Een week geleden werd België
uit zijn hengsels gelicht. Enkele dagen voordien had premier Charles Michel nog
als een levensgrote erectie trots de arrestatie van Salah Abdeslam
aangekondigd. In Amerikaanse politieke termen noemen ze zoiets “snatching
defeat from the jaws of victory”. De dagen nadien zei of schreef ik niet zo
veel, terwijl de stortvloed van emoties en opinies zich over het land uitstortte.

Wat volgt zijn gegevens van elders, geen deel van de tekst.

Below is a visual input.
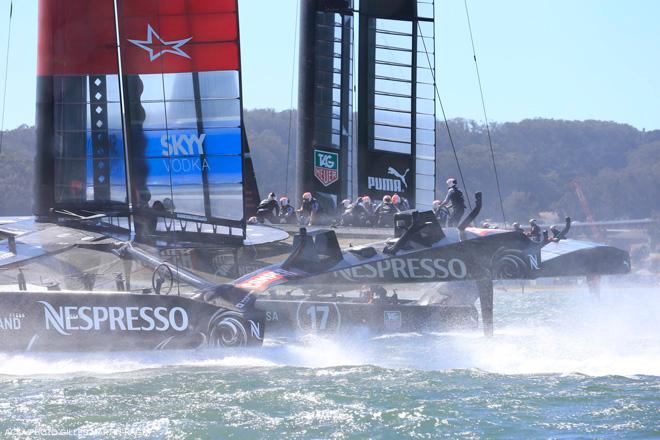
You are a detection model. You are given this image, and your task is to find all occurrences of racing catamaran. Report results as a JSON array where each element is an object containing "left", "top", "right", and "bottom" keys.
[{"left": 0, "top": 0, "right": 630, "bottom": 352}]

Er waren veel aangrijpende getuigenissen en optochten van moedige mensen die
zich niet wilden laten kisten door fanatici van gelijk welke orde. En uit alle
kieren en spleten kwamen ook de voorspelbare racisten die hun tijd weer gekomen
achtten om hun gif te spuien. Vrijetijdsjihadi Geert Wilders nam zich voor om
de islam te vernietigen en het cynische gedoogracisme van de grootste Vlaamse
partij kwam weer rondjes rijden op een eenwieler nadat neo-nazi’s hitlergroeten
brachten op het Beursplein. Franstaligen beschuldigen Vlamingen, Brussel wijst
overal met de vinger behalve naar zichzelf, en twee ministers dienden
nepontslag in.
De gedachte die ik daar bij
heb, zoals ik al zo vaak heb gedacht, de laatste maanden: “Denken die mensen
echt dat wij zo dom zijn dat we dat armtierige theater niet door hebben?” Dat,
hoe veel spin je ook geeft aan uitspraken en beleidsdaden, we heel goed kunnen
zien dat niemand echt vindt dat hij of zij verantwoording hoeft af te leggen?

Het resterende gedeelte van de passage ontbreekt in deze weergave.